Despite the potential usefulness, no automatic detector is available for brain metastases on contrast-enhanced CT (CECT). The study aims to develop and investigate deep learning–based detectors for brain metastases detection on CECT.
The study included 127 CECTs from 127 patients (65.5 years±11.1; 87 men). The ground-truth annotation was performed semi-automatically by applying connected-component analysis to the binarized dataset by three radiologists. Single-shot detector (SSD) algorithms, with and without a feature-fusion module, were developed and trained using 97 scans. The performance was evaluated at the detector’s 50 % confidence threshold with the remaining 30 scans using sensitivity, positive-predictive value (PPV), and the false-positive rate per scan (FPR).

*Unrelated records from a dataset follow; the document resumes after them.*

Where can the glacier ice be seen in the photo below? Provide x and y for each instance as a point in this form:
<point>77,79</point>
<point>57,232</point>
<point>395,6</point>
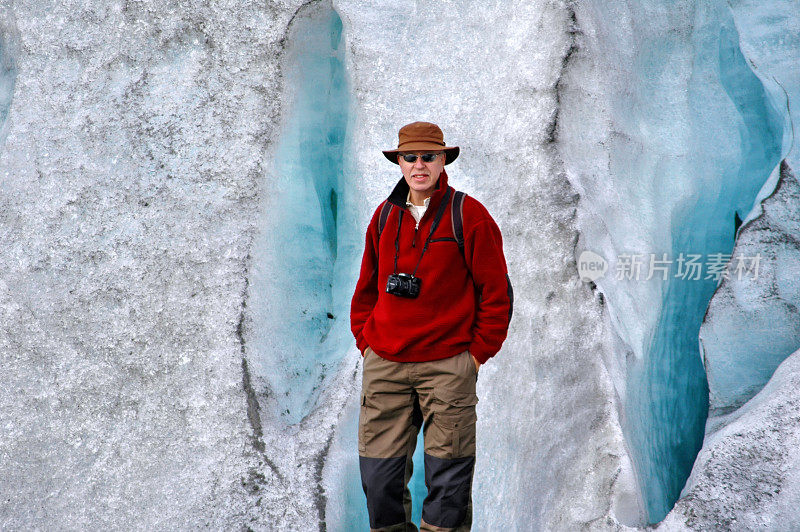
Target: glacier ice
<point>300,321</point>
<point>747,477</point>
<point>678,135</point>
<point>752,324</point>
<point>155,372</point>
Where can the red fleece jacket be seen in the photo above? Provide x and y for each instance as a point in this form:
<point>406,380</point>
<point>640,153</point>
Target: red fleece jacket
<point>465,302</point>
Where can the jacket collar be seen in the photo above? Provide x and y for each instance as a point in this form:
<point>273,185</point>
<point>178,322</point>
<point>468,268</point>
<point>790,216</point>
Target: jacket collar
<point>400,193</point>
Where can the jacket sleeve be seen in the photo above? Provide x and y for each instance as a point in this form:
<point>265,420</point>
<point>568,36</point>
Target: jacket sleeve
<point>366,292</point>
<point>483,250</point>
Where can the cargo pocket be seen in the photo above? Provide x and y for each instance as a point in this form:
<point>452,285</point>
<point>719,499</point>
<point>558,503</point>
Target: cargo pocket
<point>452,434</point>
<point>362,425</point>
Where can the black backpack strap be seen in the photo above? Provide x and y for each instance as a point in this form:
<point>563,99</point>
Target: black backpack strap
<point>385,210</point>
<point>457,218</point>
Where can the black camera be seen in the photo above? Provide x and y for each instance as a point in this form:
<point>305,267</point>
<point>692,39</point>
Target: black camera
<point>403,285</point>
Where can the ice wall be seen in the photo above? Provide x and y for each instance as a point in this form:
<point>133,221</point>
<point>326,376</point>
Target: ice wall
<point>752,324</point>
<point>550,449</point>
<point>130,175</point>
<point>746,474</point>
<point>667,134</point>
<point>8,71</point>
<point>300,329</point>
<point>747,477</point>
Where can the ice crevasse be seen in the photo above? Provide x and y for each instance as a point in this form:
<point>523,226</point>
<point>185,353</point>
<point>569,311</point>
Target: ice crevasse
<point>184,214</point>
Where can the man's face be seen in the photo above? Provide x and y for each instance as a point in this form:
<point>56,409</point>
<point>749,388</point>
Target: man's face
<point>419,175</point>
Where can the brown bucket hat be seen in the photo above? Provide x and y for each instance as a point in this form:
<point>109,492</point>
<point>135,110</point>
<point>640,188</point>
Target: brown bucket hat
<point>421,136</point>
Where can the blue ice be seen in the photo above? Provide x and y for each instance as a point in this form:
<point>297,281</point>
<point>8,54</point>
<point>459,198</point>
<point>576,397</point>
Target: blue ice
<point>8,75</point>
<point>668,393</point>
<point>300,318</point>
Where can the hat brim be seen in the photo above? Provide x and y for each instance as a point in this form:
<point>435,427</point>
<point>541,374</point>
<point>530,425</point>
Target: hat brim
<point>450,152</point>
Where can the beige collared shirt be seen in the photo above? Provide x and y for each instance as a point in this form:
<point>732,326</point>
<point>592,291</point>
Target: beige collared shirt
<point>417,211</point>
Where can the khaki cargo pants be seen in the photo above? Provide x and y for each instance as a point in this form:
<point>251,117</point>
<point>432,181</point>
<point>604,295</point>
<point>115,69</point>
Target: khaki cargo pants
<point>396,398</point>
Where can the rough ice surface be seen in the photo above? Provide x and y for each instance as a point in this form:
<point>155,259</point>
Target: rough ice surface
<point>753,324</point>
<point>550,449</point>
<point>185,189</point>
<point>299,299</point>
<point>130,173</point>
<point>667,135</point>
<point>747,477</point>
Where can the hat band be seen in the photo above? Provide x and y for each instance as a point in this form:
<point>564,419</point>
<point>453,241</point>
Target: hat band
<point>417,141</point>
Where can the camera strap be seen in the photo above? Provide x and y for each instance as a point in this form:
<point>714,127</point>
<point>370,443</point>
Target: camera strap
<point>434,225</point>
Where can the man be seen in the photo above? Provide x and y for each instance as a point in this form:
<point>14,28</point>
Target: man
<point>425,314</point>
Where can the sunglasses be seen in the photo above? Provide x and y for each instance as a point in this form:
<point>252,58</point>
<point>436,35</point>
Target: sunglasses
<point>426,157</point>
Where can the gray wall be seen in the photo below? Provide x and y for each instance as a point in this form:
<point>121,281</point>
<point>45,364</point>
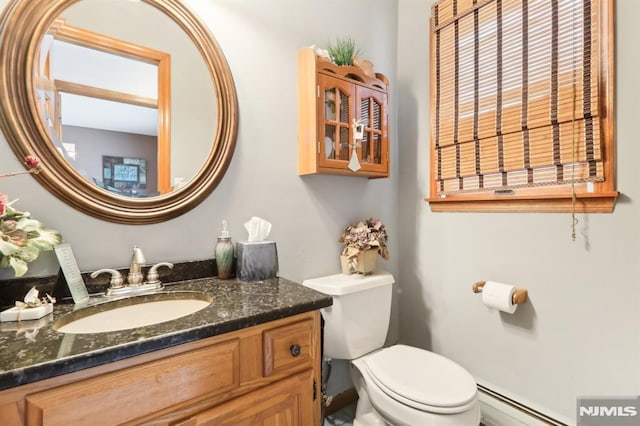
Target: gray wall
<point>578,335</point>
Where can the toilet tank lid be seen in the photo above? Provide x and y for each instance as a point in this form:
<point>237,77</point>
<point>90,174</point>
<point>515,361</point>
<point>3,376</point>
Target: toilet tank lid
<point>339,284</point>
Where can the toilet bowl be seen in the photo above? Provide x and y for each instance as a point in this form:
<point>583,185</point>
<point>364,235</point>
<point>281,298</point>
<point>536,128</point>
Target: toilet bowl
<point>406,386</point>
<point>399,385</point>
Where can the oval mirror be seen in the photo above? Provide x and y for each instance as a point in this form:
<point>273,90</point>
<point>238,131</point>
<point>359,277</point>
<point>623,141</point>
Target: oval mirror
<point>130,105</point>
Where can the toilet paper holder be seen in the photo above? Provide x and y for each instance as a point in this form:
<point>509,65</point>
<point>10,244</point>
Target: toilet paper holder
<point>519,296</point>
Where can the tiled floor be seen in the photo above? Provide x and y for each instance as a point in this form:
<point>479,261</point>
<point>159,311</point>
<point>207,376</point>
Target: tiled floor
<point>342,417</point>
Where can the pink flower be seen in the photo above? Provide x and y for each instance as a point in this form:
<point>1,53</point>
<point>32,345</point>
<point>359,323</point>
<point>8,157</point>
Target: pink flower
<point>32,162</point>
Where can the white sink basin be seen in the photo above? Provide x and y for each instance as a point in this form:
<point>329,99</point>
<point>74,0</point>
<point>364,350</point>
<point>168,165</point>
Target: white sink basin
<point>132,312</point>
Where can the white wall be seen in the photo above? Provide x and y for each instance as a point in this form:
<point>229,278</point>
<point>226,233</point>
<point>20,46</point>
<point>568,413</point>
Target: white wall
<point>578,335</point>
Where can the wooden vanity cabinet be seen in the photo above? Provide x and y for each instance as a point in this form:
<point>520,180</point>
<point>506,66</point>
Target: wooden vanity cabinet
<point>265,374</point>
<point>330,99</point>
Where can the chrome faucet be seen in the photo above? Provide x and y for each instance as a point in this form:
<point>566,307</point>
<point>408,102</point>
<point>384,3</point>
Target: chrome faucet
<point>135,283</point>
<point>135,275</point>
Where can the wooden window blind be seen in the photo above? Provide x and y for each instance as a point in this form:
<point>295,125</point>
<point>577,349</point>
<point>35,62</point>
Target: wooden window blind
<point>521,105</point>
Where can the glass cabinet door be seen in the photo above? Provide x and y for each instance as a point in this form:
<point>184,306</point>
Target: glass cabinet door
<point>336,101</point>
<point>372,113</point>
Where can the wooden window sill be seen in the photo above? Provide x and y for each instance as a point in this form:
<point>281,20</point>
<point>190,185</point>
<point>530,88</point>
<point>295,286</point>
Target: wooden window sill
<point>601,202</point>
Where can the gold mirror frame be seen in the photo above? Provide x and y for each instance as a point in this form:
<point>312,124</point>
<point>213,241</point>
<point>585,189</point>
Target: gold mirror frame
<point>22,27</point>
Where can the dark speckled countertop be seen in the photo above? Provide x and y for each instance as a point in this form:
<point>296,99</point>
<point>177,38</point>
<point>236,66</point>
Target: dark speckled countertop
<point>33,350</point>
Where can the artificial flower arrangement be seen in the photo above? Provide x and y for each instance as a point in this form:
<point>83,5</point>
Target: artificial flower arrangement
<point>366,236</point>
<point>22,238</point>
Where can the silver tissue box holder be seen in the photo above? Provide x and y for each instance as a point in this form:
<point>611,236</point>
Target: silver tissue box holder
<point>257,261</point>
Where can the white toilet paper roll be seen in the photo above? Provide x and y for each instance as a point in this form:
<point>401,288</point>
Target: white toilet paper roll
<point>499,296</point>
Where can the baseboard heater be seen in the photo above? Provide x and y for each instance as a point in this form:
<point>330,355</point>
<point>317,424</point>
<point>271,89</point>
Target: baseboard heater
<point>499,410</point>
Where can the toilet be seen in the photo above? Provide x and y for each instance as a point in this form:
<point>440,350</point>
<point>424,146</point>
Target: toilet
<point>397,385</point>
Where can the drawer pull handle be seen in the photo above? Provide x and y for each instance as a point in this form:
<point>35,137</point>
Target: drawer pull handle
<point>295,350</point>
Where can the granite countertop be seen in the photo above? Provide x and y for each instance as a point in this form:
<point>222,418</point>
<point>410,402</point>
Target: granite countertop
<point>33,350</point>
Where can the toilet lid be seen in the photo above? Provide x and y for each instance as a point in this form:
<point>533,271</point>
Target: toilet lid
<point>421,379</point>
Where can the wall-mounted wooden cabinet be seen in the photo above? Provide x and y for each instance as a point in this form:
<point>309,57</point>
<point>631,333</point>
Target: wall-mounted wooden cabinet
<point>330,99</point>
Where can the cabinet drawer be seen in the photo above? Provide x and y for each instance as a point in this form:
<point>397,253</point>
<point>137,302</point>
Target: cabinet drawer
<point>288,347</point>
<point>128,394</point>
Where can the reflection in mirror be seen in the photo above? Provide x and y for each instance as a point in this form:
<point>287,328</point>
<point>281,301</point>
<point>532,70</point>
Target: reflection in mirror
<point>108,95</point>
<point>191,105</point>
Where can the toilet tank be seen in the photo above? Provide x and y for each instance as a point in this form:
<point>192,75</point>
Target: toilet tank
<point>358,320</point>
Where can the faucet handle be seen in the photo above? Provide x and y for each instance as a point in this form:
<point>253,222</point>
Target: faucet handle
<point>116,277</point>
<point>152,275</point>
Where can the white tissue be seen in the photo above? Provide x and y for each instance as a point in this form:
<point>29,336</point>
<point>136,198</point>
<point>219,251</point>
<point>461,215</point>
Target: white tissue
<point>258,229</point>
<point>499,296</point>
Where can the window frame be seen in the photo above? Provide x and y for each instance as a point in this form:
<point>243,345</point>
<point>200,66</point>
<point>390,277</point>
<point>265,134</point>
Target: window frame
<point>596,197</point>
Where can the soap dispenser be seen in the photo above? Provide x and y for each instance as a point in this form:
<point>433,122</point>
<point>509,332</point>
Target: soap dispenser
<point>224,253</point>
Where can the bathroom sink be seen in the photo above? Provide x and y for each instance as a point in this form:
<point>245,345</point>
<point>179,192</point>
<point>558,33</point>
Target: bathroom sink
<point>132,312</point>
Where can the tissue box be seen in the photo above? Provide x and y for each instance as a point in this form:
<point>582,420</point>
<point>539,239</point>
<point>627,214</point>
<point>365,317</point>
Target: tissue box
<point>15,314</point>
<point>256,260</point>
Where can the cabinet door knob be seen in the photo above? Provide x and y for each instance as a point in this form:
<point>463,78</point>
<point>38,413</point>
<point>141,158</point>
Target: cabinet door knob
<point>295,350</point>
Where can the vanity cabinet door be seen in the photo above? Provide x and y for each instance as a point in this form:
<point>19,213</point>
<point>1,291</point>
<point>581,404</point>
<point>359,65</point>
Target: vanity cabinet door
<point>125,395</point>
<point>288,347</point>
<point>289,402</point>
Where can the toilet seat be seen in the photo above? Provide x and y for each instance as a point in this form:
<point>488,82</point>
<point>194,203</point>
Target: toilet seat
<point>421,379</point>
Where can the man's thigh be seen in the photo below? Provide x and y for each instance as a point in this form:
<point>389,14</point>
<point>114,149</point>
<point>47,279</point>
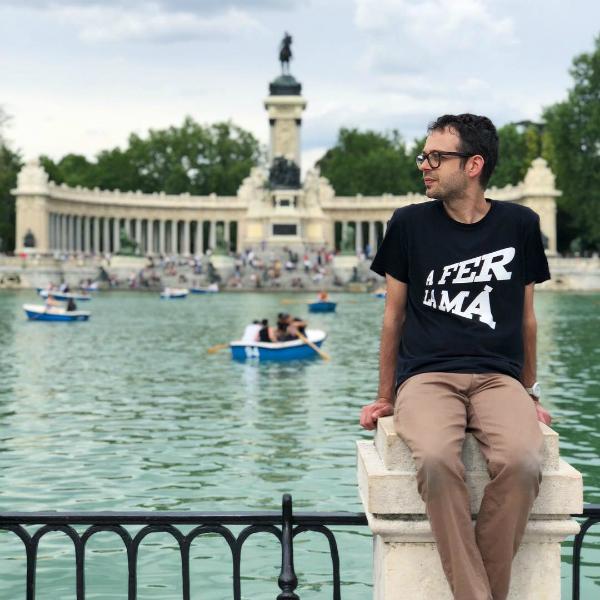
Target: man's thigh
<point>503,418</point>
<point>430,413</point>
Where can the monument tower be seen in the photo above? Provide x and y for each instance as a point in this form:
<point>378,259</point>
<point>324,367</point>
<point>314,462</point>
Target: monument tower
<point>289,213</point>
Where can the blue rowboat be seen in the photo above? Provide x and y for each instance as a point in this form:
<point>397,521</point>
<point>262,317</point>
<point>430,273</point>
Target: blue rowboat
<point>207,290</point>
<point>174,293</point>
<point>321,306</point>
<point>292,350</point>
<point>39,312</point>
<point>64,296</point>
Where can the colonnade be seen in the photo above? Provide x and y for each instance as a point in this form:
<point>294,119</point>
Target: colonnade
<point>357,235</point>
<point>101,235</point>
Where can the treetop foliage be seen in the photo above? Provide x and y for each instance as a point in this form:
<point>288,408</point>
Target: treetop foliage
<point>191,158</point>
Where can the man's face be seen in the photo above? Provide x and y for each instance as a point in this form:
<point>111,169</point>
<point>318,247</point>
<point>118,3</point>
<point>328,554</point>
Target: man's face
<point>449,180</point>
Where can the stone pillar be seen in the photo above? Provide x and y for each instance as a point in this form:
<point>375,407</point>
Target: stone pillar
<point>106,235</point>
<point>161,236</point>
<point>186,238</point>
<point>96,247</point>
<point>78,246</point>
<point>137,235</point>
<point>174,236</point>
<point>116,235</point>
<point>199,237</point>
<point>372,244</point>
<point>64,234</point>
<point>406,562</point>
<point>212,235</point>
<point>344,235</point>
<point>226,233</point>
<point>86,234</point>
<point>150,236</point>
<point>358,241</point>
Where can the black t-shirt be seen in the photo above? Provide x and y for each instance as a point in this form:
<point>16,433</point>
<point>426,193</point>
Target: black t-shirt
<point>465,286</point>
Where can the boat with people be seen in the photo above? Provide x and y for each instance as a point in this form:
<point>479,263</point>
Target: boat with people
<point>41,312</point>
<point>64,296</point>
<point>174,293</point>
<point>288,350</point>
<point>213,288</point>
<point>322,306</point>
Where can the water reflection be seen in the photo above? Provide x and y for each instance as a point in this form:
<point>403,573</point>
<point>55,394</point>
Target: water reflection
<point>129,410</point>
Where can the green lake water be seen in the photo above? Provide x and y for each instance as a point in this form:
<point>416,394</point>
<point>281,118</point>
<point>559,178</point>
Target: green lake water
<point>129,412</point>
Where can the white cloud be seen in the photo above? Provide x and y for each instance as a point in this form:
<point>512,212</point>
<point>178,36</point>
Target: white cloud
<point>409,36</point>
<point>151,22</point>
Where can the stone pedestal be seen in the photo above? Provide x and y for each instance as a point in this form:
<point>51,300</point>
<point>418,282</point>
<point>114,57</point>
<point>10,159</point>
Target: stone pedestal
<point>406,562</point>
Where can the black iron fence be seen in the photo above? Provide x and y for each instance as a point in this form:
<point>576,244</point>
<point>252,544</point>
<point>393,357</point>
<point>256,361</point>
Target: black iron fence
<point>284,525</point>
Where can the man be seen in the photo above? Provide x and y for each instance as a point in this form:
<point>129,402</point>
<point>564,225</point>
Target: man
<point>458,352</point>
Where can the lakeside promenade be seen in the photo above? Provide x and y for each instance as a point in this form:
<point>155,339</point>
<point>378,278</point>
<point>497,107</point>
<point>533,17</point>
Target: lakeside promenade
<point>249,271</point>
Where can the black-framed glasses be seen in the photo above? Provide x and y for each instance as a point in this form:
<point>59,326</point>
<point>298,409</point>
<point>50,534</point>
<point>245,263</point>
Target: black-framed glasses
<point>434,158</point>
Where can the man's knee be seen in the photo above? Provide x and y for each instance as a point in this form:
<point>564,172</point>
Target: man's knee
<point>521,464</point>
<point>438,469</point>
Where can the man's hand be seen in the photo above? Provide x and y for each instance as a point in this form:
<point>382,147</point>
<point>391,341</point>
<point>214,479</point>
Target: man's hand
<point>542,414</point>
<point>370,413</point>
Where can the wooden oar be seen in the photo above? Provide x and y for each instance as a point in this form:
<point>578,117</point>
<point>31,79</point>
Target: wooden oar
<point>316,348</point>
<point>217,347</point>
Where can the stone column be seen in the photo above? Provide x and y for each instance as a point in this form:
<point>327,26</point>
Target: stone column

Feature-fused SSD achieved an overall sensitivity of 88.1 % (95 % confidence interval [CI]: [85.2 %,88.6 %]; 214/243) and PPV of 36.0 % (95 % CI: [33.7 %,37.1 %]; 233/648), with 13.8 FPR (95 % CI: [12.7,15.0]). Lesions < 3 mm had a sensitivity of 23.1 % (95 % CI: [21.2 %,40.0 %]; 3/13), with 0.2 FPR (95 % CI: [0.23,0.65]). Lesions measuring 3–6 mm had a sensitivity of 80.0 % (95 % CI: [76.0 %,79.8 %]); 60/75) with 5.8 FPR (95 % CI: [5.0,6.2]). Lesions > 6 mm had a sensitivity of 97.4 % (95 % CI: [94.1 %,97.4 %]); 151/155) with 7.9 FPR (95 % CI: [7.2,8.5]). Feature-fused SSD had a significantly higher overall sensitivity (p = 0.03, t = 2.75) or sensitivity for lesions < 3 mm (p = 0.002, t = 4.49) than baseline SSD, while the overall PPV was similar (p = 0.96, t = -0.02).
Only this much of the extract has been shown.